With "show_unhandled_signals = 1", I get few lines more :

root at pLinesE_VMEb:~# tar cvf file.tar.gz file1 file2 file3 file4
file1
file2
file3
file4
tar[243]: unhandled signal 11 at bfaec004 nip 100064fc lr 100063dc code
30001
Segmentation fault
sh[233]: unhandled signal 4 at 0febf184 nip 0febf184 lr 0febf0e0 code 30001
klogd[227]: unhandled signal 4 at 0febf184 nip 0febf184 lr 0ffabb8c code
30001
init[244]: unhandled signal 4 at 0febf184 nip 0febf184 lr 0ffabb8c code 30001
init[245]: unhandled signal 4 at 0febf184 nip 0febf184 lr 0ffabb8c code 30001
init[246]: unhandled signal 4 at 0febf184 nip 0febf184 lr 0ffabb8c code 30001
init[247]: unhandled signal 4 at 0febf184 nip 0febf184 lr 0ffabb8c code 30001
init[248]: unhandled signal 4 at 0febf184 nip 0febf184 lr 0ffabb8c code 30001
init[249]: unhandled signal 4 at 0febf184 nip 0febf184 lr 0ffabb8c code 30001
init[250]: unhandled signal 4 at 0febf184 nip 0febf184 lr 0ffabb8c code 30001
Kernel panic - not syncing: Attempted to kill init!
Call Trace:
[c7815d30] [c0007d1c] show_stack+0x4c/0x138 (unreliable)
[c7815d70] [c01e2004] panic+0xa4/0x1d8
[c7815dd0] [c001ddb0] do_exit+0xa0/0x5c0
[c7815e20] [c001e390] do_group_exit+0x80/0xac
[c7815e30] [c00285c0] get_signal_to_deliver+0x2e4/0x300
[c7815e70] [c00087f4] do_signal_pending.constprop.9+0x40/0x22c
[c7815f30] [c0008ad8] do_signal+0x24/0x50
[c7815f40] [c000deec] do_user_signal+0x74/0xc4
--- Exception: 700 at 0xfebf184
    LR = 0xffabb8c
Rebooting in 3 seconds..

> What are you running as your init process?  Do you have a normal
> init/login scheme, or are you running a shell (esp. busybox, which would
> have cp built in) directly as init?

I build the kernel with an initramfs. In this one, I have an init script for
mounting my flash device (which contains a JFF2 filesystem based on ELDK),
and to process the "switch_root". Indeed, I used BusyBox in my initramfs and in
the ELDK filesystem.

> > When I use netsniff-ng, with default parameters, kernel hangs too. But If I
> > specify a small ring buffer size with option "netsniff-ng -S 3MB" all is
> > running fine. Here, is the dump when netsniff-ng causes a crash:
> > 
> > root <at> pLinesE_VMEb:~# netsniff-ng
> > netsniff-ng 0.5.5.0 -- pid (245)
> > [   36.065574] device eth0 entered promiscuous mode
> > nice (0), scheduler (0 prio 0)
> > 1 of 1 CPUs online, affinity bitstring (1)
> > No device specified, using `eth0`.
> > No filter applied. Switching to `all traffic`.
> > 
> > [   36.159714] BUG: Bad page state in process netsniff-ng  pfn:05401
> > [   36.165759] page:c0401020 count:0 mapcount:1 mapping:  (null)
> > index:0x0
> > [   36.172548] page flags: 0x0()
> 
> Could you have bad memory timings (or bad memory)?  Usually when I see
> things like this, it's because memory is getting corrupted.
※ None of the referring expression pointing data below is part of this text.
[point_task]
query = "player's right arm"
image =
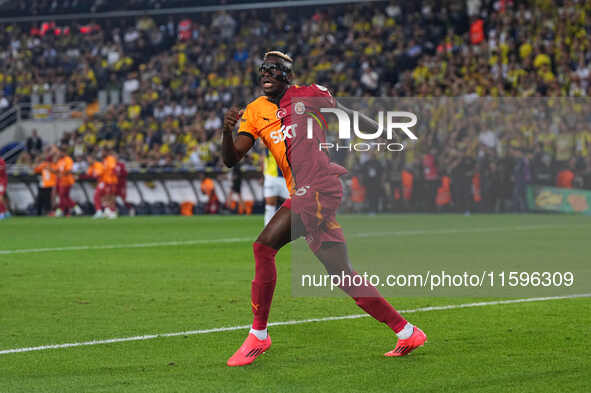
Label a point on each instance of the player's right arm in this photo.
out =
(233, 150)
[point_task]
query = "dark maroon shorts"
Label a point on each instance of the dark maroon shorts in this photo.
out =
(317, 205)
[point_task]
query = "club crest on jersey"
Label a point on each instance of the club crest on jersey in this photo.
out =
(285, 132)
(299, 108)
(281, 113)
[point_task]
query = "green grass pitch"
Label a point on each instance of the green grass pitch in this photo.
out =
(80, 292)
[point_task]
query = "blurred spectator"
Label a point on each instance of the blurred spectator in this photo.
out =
(34, 144)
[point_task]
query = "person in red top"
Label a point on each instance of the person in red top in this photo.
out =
(65, 181)
(110, 180)
(3, 184)
(316, 194)
(96, 170)
(121, 189)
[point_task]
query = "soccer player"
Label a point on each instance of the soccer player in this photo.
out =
(3, 184)
(110, 180)
(274, 185)
(96, 170)
(65, 181)
(317, 195)
(121, 189)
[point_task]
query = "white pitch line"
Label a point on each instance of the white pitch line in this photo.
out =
(283, 323)
(247, 239)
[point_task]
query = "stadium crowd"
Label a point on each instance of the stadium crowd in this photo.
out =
(181, 73)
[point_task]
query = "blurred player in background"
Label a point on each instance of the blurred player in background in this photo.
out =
(110, 180)
(316, 193)
(47, 183)
(96, 170)
(65, 181)
(121, 191)
(274, 185)
(3, 184)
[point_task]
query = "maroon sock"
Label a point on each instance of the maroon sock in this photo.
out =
(263, 285)
(369, 299)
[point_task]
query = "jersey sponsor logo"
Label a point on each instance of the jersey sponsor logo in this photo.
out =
(281, 113)
(285, 132)
(302, 190)
(299, 108)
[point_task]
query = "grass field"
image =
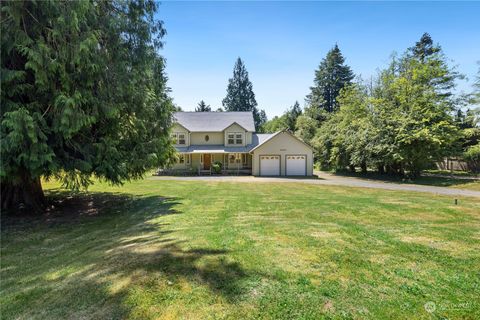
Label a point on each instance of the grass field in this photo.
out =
(456, 180)
(193, 250)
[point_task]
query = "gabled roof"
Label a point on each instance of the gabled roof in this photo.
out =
(271, 136)
(257, 139)
(214, 121)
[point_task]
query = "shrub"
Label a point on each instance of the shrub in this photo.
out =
(472, 157)
(217, 167)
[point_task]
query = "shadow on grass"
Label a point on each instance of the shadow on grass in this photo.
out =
(423, 180)
(100, 255)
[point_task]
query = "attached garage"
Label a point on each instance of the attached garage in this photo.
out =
(296, 165)
(282, 154)
(269, 165)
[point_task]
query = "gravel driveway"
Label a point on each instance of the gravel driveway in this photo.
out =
(330, 179)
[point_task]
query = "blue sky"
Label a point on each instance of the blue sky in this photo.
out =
(282, 43)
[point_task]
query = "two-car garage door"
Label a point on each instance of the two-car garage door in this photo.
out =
(295, 165)
(269, 165)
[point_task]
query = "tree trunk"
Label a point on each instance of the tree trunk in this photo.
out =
(381, 169)
(364, 167)
(25, 196)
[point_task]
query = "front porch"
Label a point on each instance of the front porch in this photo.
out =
(211, 163)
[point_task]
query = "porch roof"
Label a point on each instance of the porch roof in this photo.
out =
(257, 139)
(213, 149)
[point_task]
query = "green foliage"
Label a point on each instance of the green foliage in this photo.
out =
(83, 91)
(275, 124)
(203, 107)
(332, 75)
(287, 121)
(404, 123)
(217, 167)
(472, 157)
(240, 96)
(306, 128)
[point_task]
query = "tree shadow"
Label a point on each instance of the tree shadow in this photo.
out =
(72, 261)
(422, 180)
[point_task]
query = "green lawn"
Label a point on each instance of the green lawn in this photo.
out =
(195, 250)
(457, 180)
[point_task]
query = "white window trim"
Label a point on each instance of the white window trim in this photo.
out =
(176, 138)
(234, 139)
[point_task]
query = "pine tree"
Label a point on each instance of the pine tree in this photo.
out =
(203, 107)
(83, 94)
(291, 116)
(240, 96)
(332, 75)
(424, 47)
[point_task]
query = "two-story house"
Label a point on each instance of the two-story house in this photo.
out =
(204, 138)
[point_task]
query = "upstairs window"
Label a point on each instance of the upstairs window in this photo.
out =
(235, 138)
(178, 138)
(238, 138)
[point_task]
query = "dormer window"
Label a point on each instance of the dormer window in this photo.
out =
(178, 138)
(235, 138)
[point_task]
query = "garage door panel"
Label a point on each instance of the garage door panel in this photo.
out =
(296, 165)
(269, 165)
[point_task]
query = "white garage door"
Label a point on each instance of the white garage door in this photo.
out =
(296, 165)
(269, 165)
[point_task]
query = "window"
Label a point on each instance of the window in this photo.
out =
(231, 139)
(181, 159)
(238, 138)
(235, 138)
(181, 138)
(178, 138)
(234, 158)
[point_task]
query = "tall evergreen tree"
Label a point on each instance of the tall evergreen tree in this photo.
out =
(240, 96)
(291, 116)
(203, 107)
(332, 75)
(424, 47)
(83, 94)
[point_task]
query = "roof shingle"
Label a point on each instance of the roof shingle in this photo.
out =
(214, 121)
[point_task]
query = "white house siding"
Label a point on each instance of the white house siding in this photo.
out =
(282, 144)
(235, 128)
(179, 129)
(198, 138)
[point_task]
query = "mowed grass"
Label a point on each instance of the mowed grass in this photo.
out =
(194, 250)
(456, 181)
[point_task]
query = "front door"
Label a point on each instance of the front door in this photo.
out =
(207, 161)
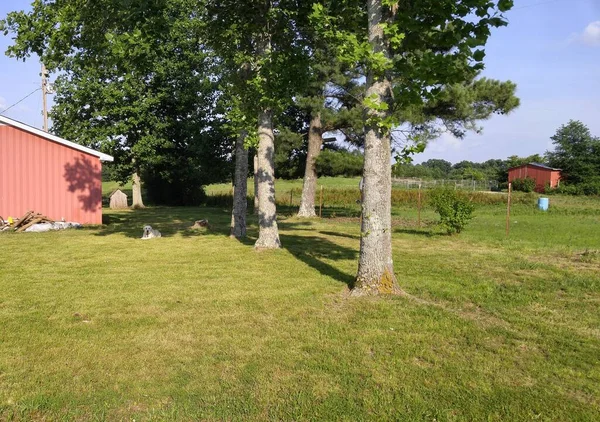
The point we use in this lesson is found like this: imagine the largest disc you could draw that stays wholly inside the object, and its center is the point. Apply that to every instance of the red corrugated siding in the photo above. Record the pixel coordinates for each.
(47, 177)
(541, 176)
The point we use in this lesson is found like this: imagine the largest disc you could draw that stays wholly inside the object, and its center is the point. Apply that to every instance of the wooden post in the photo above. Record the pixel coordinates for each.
(419, 206)
(321, 204)
(44, 93)
(508, 210)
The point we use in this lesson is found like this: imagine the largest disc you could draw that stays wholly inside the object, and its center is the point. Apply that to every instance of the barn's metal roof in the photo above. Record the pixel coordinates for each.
(10, 122)
(536, 165)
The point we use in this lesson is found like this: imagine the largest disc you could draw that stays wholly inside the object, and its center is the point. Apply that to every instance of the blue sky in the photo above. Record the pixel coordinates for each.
(551, 49)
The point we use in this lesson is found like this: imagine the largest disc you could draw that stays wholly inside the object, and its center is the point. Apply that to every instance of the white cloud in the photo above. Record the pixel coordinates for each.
(590, 35)
(444, 143)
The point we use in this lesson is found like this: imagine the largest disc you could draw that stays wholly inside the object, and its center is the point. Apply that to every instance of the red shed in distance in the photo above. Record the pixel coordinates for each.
(47, 174)
(543, 175)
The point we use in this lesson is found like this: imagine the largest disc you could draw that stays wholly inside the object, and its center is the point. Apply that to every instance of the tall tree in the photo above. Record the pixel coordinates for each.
(262, 39)
(576, 152)
(133, 79)
(412, 50)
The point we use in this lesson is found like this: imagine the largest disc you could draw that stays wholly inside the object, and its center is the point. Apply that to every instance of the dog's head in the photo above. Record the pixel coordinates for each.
(147, 230)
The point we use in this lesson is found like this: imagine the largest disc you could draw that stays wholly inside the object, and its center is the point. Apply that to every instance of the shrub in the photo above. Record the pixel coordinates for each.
(524, 185)
(455, 210)
(339, 163)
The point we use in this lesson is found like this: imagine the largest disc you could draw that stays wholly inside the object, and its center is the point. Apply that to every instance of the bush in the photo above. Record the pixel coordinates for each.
(589, 188)
(524, 185)
(455, 210)
(339, 163)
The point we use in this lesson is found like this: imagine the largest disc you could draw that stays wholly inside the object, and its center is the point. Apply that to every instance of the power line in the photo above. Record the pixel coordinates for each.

After more investigation, with gdb, the panic occurs when the the function
"setsockopt" is called with the famous buffer (specify with -S xxMB) as a
parameter. And it's the first use of the buffer in the code.

I noticed that too : when I run tcpdump, It works, but if I run two tcpdump at
the same time, segmentation faults or illegal instructions appears.

It seems link to the usage of my memory. How can I investigate further to
identify eventuals memory timing problems?